You have to "dis" these people. You have to tell the blue collar audience what twits these rich benefactors really are. You have to tell the truth. "They gave me money because I am famous and I have been important and if I win the Presidency, I will be even more important, so they want to put a picture of themselves shaking my hand on their 'brag wall,' and they want to be able to tell their buddies on the golf course what they told Hillary at dinner, so they think they've bought a celebrity buddy, but of course, they have not." Or words to that effect.
And the truth is, if any of your had a chance to make money this easily, you'd do it too. Grip and grin, take the money and run.
Of course, to reveal all this is risky, because to say all this is to throw your contributors under the bus. Saying this might best be said by others, by journalists and bloggers (like me) or surrogates to have the public trust, like Barney Frank.
What you are saying to your audiences in the 99% is that you have played the 1% for suckers, because you took their money without really loving them. In a sense, you are playing the role of the lady of easy virtue: Pay me, and I'll be seen on your arm, I'll eat dinner with you, I'll drink your wine, but although I may accommodate you, my heart is elsewhere and I think you are repugnant. You are saying you were insincere with these rich people, but now you are being open with the masses. The joke's on them.
This is a very tough dance to pull off, but Hillary must find a way to do it. If she has any real friends, they will spend a lot of time helping her.
She was very smart and canny to hit Bernie at his strength: You are just so pure, you do not accept that anyone else is as pure as you; nobody measures up to your standards, not even Paul Wellstone, who, inexplicably, voted for DOMA. Certainly not President Obama, who took Wall Street money.
But including Mr. Obama in that retort was not adroit: Plenty of liberal Democrats, most especially Elizabeth Warren, have been disappointed and bewildered by Mr. Obama's failure to jail any Wall Street executive for his role in the financial disaster of 2008.
Trouble is, when you read Elizabeth Warren's white paper on the too big to jail problem, of the 20 cases she lists as examples of cases where somebody should have gone to jail, only the London whale was a case of clear cut fraud. A lie is an untruth told by someone who knows it is untrue. Simply being wrong about rating mortgage backed securities as AAA when you should have done due diligence is deeply inept and irresponsible, but it's not clear it's criminal. Doctors who fail to do all the things they ought to do to proceed safely may be negligent, but few would argue they are criminally negligent.
And, as many have argued, there is Wall Street and there is Wall Street. There are some enlightened, socially responsible, environmentally concerned players on Wall Street.
What Hillary fails to understand is there are voter resentments not uncovered by the media and politicos who simply miss things. Gerald Ford's pardon of Richard Nixon was almost never mentioned in the campaign with Jimmy Carter, but exit polls found this motivated many voters, even Republican voters to vote for Carter.

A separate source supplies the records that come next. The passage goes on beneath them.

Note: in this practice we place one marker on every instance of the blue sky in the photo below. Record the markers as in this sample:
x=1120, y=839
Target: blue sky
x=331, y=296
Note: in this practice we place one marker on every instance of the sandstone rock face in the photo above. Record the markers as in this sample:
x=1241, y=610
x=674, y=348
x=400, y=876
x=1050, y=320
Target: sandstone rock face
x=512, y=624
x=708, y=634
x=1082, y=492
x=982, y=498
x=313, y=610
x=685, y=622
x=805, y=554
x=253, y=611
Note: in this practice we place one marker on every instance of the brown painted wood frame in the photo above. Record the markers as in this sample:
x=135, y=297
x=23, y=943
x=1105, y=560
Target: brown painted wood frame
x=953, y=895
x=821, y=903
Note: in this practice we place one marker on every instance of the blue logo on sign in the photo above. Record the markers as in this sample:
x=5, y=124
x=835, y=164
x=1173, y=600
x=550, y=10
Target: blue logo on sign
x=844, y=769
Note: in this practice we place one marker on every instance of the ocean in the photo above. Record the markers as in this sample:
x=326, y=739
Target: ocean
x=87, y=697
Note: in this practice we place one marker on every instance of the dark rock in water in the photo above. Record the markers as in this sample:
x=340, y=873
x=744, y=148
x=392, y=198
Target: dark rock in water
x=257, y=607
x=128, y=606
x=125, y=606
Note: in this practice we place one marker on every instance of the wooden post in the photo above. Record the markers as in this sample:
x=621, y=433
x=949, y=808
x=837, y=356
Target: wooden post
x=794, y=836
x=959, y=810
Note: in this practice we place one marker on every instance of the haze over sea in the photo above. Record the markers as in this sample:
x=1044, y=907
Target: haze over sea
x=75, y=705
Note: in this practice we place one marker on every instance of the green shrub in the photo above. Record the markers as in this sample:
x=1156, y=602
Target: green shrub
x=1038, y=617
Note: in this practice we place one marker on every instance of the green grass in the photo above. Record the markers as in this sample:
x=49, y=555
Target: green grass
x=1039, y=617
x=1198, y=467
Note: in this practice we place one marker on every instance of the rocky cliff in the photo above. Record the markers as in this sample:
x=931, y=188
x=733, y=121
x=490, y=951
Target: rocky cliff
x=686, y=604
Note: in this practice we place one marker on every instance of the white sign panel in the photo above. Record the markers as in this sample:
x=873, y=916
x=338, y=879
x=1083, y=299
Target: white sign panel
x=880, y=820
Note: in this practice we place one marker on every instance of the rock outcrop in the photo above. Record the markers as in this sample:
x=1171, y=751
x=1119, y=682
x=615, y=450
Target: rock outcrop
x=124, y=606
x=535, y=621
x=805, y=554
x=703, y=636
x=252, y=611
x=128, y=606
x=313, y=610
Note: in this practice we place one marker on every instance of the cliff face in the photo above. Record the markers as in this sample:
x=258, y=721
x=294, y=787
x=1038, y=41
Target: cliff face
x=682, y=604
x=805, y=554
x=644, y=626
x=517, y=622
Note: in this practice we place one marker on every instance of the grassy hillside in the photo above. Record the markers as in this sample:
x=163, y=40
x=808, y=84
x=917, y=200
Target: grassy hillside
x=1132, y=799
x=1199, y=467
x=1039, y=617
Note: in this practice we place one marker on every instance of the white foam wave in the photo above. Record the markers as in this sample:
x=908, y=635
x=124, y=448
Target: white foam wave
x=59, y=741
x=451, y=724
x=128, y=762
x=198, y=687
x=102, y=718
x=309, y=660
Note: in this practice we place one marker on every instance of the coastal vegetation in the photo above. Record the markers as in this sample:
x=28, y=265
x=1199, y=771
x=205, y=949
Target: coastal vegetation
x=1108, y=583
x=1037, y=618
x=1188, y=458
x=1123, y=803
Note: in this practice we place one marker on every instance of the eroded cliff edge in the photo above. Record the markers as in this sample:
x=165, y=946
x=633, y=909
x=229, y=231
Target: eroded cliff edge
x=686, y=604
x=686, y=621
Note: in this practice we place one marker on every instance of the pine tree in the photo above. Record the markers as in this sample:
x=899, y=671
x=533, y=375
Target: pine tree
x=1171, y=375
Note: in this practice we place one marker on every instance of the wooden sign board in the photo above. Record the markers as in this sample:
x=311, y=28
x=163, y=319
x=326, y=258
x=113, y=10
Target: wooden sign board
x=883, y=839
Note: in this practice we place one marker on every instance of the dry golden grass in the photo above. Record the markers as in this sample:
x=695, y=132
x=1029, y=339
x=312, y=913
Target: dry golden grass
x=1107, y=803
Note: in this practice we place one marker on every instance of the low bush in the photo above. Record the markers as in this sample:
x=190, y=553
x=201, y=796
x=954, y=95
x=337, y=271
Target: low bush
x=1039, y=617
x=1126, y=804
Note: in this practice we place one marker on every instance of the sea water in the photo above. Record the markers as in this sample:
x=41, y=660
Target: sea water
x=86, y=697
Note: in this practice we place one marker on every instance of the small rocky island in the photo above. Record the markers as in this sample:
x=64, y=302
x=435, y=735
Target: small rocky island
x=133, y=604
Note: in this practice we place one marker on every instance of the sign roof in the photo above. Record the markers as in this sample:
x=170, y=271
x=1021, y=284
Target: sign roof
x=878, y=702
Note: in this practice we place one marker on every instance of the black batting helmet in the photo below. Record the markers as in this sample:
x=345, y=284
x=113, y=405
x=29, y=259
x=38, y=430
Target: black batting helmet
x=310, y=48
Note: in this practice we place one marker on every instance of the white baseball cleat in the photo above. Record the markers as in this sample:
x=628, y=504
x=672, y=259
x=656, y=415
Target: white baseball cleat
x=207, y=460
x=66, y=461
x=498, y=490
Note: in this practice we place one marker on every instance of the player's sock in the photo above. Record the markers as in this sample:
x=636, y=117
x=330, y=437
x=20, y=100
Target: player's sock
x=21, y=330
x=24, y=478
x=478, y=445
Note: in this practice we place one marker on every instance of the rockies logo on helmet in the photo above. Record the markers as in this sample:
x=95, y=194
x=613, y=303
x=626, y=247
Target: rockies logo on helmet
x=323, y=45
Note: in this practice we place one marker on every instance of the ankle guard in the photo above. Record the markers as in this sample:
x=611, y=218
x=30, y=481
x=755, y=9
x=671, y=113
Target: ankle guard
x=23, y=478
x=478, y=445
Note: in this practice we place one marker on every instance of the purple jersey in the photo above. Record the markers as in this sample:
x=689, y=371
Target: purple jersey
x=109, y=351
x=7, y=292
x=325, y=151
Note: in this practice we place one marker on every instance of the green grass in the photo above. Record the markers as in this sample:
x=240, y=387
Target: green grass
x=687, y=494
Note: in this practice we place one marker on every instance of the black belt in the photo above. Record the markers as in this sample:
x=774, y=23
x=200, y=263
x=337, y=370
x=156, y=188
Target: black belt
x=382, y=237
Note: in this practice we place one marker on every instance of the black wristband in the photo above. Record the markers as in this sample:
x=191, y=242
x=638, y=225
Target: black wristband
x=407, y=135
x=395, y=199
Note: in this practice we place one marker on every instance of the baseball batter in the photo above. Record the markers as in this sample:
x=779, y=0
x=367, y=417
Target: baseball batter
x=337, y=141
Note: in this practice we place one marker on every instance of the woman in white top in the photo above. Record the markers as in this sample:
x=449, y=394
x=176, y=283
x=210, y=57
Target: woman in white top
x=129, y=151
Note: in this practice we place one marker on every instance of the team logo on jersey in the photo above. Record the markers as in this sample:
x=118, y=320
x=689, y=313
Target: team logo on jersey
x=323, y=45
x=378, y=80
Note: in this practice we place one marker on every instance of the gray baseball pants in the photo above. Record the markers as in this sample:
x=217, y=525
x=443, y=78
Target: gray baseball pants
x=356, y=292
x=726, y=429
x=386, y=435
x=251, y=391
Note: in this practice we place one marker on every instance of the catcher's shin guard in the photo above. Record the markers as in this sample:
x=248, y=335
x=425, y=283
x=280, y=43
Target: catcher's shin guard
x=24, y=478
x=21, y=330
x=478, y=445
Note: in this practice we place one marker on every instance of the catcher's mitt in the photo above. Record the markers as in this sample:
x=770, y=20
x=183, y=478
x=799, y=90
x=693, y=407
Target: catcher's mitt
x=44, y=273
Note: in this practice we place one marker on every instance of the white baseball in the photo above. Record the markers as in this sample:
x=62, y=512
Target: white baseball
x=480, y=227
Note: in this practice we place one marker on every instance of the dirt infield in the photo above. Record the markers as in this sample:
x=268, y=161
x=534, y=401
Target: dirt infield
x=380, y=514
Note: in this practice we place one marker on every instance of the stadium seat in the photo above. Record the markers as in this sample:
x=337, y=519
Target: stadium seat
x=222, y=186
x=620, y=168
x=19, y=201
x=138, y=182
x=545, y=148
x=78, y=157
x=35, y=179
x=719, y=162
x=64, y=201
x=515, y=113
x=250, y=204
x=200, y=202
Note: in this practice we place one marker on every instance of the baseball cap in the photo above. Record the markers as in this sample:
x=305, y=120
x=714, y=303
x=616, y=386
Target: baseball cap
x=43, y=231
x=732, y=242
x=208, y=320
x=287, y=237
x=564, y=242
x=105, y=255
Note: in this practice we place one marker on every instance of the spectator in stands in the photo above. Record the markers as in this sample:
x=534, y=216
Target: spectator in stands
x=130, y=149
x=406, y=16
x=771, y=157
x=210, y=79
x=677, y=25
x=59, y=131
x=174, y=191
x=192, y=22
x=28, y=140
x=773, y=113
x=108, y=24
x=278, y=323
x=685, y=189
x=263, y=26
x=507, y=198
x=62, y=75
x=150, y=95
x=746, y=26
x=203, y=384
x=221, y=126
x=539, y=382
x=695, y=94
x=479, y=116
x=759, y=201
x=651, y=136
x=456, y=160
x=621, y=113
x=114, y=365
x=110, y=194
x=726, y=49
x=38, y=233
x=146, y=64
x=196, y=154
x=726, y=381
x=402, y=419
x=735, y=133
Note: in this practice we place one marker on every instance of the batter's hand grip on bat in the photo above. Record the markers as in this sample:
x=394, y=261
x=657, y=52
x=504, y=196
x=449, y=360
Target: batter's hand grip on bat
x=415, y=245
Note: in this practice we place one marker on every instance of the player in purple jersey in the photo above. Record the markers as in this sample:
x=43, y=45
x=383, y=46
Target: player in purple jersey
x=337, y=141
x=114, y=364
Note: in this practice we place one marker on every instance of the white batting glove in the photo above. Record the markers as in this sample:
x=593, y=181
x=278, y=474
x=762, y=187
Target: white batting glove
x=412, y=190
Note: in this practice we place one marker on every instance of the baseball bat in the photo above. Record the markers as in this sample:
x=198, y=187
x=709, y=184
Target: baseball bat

Hillary Clinton may not appreciate the depths of resentment about Wall Street and the dopes who brought us the mess depicted in "The Big Short," which I think is an under-appreciated force in this election.
Today, my fellow Granite Staters are voting and I've already cast my ballot for Bernie. But, as I've said in the past, if I were voting in the general election, rather than the primary, I'd vote for Hillary. She will make a solid, reliable President. But before she gets there, she has to learn to take a chance and burn some bridges with the upper 1%.
I have voted in every primary and every election in New Hampshire since 2008. I have never been asked questions by anyone doing an exit poll, never seen anyone doing such a poll or known anyone polled.
What this means to me is the politicos, whether they are academics or operatives are no better at their jobs than those dummies depicted in "The Big Short" who had no clue who held those mortgages in the mortgage backed securities. It was easier to listen to your equally ignorant peers over lunch than to do the difficulty, tedious and laborious work of actually looking at the real data in which the truth resides.
I know exit polls are taken in New Hampshire, but what I'm saying is there are not nearly enough. In early voting, we need to know what the voters are trying to say and that means the sampling has to be thorough and visible and pervasive. At least in my own worm's eye view, the lessons of New Hampshire will probably be missed.